Jesus was very wise when it came to fame. Tempted to do great and public miracles in the wilderness he dodged them all, continuing on his quiet way, trusting his father and taking one day at a time. When the crowds wanted to make him king after he fed them miraculously, he stepped back and tried to point them to another kind of food, a less dramatic bread, a divine meal that would sustain them forever. On his way to Jairus’s house, followed by a large bunch of people, he took time to focus on the one person whom everyone else overlooked. A woman who had been damaged and injured by life. He ignored the press of the people in order to show her how much she meant to God, calling her aside so he could smile and look her in the eyes with the truth that could set her free.

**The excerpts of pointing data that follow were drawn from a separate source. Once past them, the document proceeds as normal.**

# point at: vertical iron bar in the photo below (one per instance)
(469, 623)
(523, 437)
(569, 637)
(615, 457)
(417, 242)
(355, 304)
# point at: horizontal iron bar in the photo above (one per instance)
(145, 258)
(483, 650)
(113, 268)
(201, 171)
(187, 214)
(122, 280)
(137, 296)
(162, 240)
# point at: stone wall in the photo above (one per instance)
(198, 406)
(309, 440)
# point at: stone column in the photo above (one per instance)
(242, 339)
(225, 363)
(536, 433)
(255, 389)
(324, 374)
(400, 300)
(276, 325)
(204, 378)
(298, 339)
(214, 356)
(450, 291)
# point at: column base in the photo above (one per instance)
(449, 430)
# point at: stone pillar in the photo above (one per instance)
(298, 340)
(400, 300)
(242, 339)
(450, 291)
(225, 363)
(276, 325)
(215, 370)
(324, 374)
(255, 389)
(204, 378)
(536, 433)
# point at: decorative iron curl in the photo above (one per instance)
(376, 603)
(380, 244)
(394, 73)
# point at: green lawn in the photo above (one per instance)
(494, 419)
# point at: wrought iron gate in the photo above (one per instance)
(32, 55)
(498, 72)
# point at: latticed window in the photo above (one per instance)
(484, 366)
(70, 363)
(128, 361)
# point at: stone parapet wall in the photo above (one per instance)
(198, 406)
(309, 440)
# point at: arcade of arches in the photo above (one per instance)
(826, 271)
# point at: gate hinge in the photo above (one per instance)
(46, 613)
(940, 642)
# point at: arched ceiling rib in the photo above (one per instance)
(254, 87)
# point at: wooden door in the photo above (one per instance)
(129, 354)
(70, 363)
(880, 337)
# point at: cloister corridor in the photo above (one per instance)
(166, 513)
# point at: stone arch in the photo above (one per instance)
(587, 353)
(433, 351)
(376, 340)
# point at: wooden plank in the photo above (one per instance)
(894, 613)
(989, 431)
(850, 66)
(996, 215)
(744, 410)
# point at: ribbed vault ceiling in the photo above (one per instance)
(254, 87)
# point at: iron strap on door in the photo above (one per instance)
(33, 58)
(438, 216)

When he rode into the capital and the crowds flocked to cheer and adore him, he was careful to ride quietly away again, refusing any pressure to exert his limitless power and authority. On the night before he was murdered, when he could have called down legions of angels to engage in a public, Marvel-superhero type battle between good and evil, he chose another way. He knelt in a garden of sweat and blood and wrestling, and chose to shoulder shame and intimidation and squalor, dying like a broken and failed criminal in order to save the world in a way no on else could comprehend.

And even when he stepped from his own grave, and set the world on a brand new course, he did so quietly, the rising sun lighting his steps, with just one or two witnesses. No huge Palm Sunday crowd then, just Mary and her friends, those who had quietly come through the dark, to bless his body and care for their lost friend. They got more than they bargained for that morning…

…and so it continues today. Morning after morning. Quietly. Unassuming. People meeting the smiling Saviour in unglamorous settings, no press or paparazzi around to front-page the news. Lives transformed by this man from Nazareth who is always on the lookout for those who are quietly hungry for his help and hope.